Bundesbank: Compliance with Maastricht criteria soon to be restored
During the financial and sovereign debt crisis, Germany's debt and debt ratio reached all-time highs. Given the very favourable macroeconomic developments and budget position, the Bundesbank's economists expect Germany to return to compliance with the Maastricht debt limit of 60% of gross domestic product (GDP) by 2019 at the latest (see the box for information on the Maastricht criteria). In order to better meet the European requirements for the scope and quality of data, which have increased since the financial crisis, the Bundesbank's experts make the case for a more harmonised and integrated accounting system for general government in the current issue of the Monthly Report.
Strong increase in debt driven by German reunification
[EMBEDDED] Figures for Germany's Maastricht debt are available from 1991 (see the chart). Bundesbank data show that the Maastricht debt of Germany as a whole that year came to €618 billion, and the debt ratio to 39%. In particular, the financial burdens associated with German reunification drove debt up to €1,239 billion by 1999, and the debt ratio to 60%.
Thanks, not least, to the substantial proceeds generated by UMTS auctions, the debt ratio fell to 58% by 2001, the authors note. Consistently high deficits subsequently accelerated debt growth until the mid-2000s and led to Germany significantly exceeding the 60% limit from 2003. In the second half of the decade, absolute debt growth initially slowed on the back of a considerable general improvement in the economy and declining deficits.
2010: peak debt ratio of 81%
According to the current issue of the Monthly Report, from 2008, debt movements were shaped by the fallout from the financial and sovereign debt crisis, the government measures to support the financial market that were implemented during the crisis, as well as assistance loans granted to euro area member states. Figures provided by Bundesbank economists show that the most significant rise in debt was caused by FMS Wertmanagement, a state-owned "bad bank", taking on toxic assets from Hypo Real Estate. This contributed €189 billion to Maastricht debt for 2010, representing 7½% of GDP. The debt ratio consequently peaked at 81%. Debt amounted to €2,088 billion, of which, according to Bundesbank figures, €306 billion (12% of GDP) was attributable to support measures for financial institutions.
The next few years saw the start of the liquidation of financial assets acquired as a result of the crisis and the repayment of granted capital aid. The authors note that, although these measures in and of themselves reduced debt, at the same time, Germany granted assistance loans to certain euro area countries during the course of the sovereign debt crisis. The article states that, overall, this caused a further net increase in debt:
"In 2012, absolute debt reached an all-time high of €2,202 billion." The debt ratio was 80%." At the same time, the burdens it contained as a result of the financial and sovereign debt crisis also reached their peak at a total of €360 billion." However, only a small portion of this was reflected in the deficits. In their article, the Bundesbank's experts provide an in-depth explanation of the causes of the differences between the deficit and the change in the debt level.
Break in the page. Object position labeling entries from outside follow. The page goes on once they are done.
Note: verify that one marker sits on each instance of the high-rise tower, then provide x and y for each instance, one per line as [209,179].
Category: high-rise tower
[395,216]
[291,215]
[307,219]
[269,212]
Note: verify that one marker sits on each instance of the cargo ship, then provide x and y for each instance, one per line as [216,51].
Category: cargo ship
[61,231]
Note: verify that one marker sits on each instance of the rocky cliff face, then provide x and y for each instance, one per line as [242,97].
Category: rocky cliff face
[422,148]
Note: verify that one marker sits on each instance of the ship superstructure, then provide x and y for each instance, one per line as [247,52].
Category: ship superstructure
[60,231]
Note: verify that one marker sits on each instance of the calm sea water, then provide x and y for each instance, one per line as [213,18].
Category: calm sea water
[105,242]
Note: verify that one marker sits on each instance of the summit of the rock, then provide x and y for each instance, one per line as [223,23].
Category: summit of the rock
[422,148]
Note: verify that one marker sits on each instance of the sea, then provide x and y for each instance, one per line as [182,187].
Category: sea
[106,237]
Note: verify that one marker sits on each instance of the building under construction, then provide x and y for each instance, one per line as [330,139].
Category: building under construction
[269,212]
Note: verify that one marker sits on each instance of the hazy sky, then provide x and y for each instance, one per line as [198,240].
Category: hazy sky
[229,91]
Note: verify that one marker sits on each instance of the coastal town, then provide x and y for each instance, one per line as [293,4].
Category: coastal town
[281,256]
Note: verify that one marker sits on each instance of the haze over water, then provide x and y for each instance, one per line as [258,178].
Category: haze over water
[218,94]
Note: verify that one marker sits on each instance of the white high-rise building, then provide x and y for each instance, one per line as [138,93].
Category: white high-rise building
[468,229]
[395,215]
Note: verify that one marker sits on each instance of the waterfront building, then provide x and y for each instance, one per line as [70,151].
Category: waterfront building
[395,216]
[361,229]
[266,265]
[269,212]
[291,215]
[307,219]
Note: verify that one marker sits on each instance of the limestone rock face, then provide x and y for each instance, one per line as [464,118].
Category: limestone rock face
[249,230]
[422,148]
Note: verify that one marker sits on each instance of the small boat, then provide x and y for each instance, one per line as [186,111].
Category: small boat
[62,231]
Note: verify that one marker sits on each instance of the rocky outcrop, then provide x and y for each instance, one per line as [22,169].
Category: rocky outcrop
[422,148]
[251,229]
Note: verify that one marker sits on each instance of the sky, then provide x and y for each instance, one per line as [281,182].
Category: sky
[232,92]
Maastricht debt soon to be back down to 60% reference value
From 2013, the underlying debt trend also decreased in absolute terms. The very favourable budgetary situation, which included surpluses, contributed to this. Strong GDP growth caused the debt ratio to decline even more significantly. According to the Bundesbank, debt at the end of 2017 was €2,093 billion, which corresponded to a ratio of 64.1% of GDP. Of this, the effects of the financial and sovereign debt crisis amounted to €282 billion, or 8½% of GDP.
Experts expect that the Maastricht debt ratio will continue to decrease considerably over the next few years due to the favourable outlook and strict national debt brake. They believe that it will fall below the reference value of 60% by 2019 at the latest, with the "bad banks" also likely to make further progress in portfolio deleveraging.
Heightened requirements call for better reference data
Although the debt dynamics are favourable, statisticians have been faced with substantial challenges for some time now. The authors write that, as a particular consequence of Greece's serious misreporting of data, the statistical reporting obligations, the requirements with regard to the underlying government accounting systems and the monitoring by the EU's statistics agency Eurostat were intensified considerably.
Overall, they continue, Germany's existing budgetary and public finance statistics systems, on the basis of which Maastricht debt is calculated, are well established and largely provide a reliable picture of single-entry accounting, which traditionally prevails in the country's public administration. The data that are required at the European level cannot always be readily extracted from the existing systems, however. Moreover, the Bundesbank points out that the required information has to be collected from very different accounting systems; for instance, the option sometimes exists of choosing between double-entry and single-entry bookkeeping. In some cases, statisticians additionally use indirect data sources that primarily serve other purposes and may not be consistent with the main accounting systems. The Bundesbank's experts conclude that the European-level obligations that Germany entered into have not been sufficiently accompanied by adjustments to the national public accounting system. In their view, it would make sense to aim for
"a more harmonised accounting system across general government that depicts revenue and expenditure flows with balance sheet stock data in an integrated way". At the very least, however, the existing accounting systems need to be adapted such that European and international data needs can be met.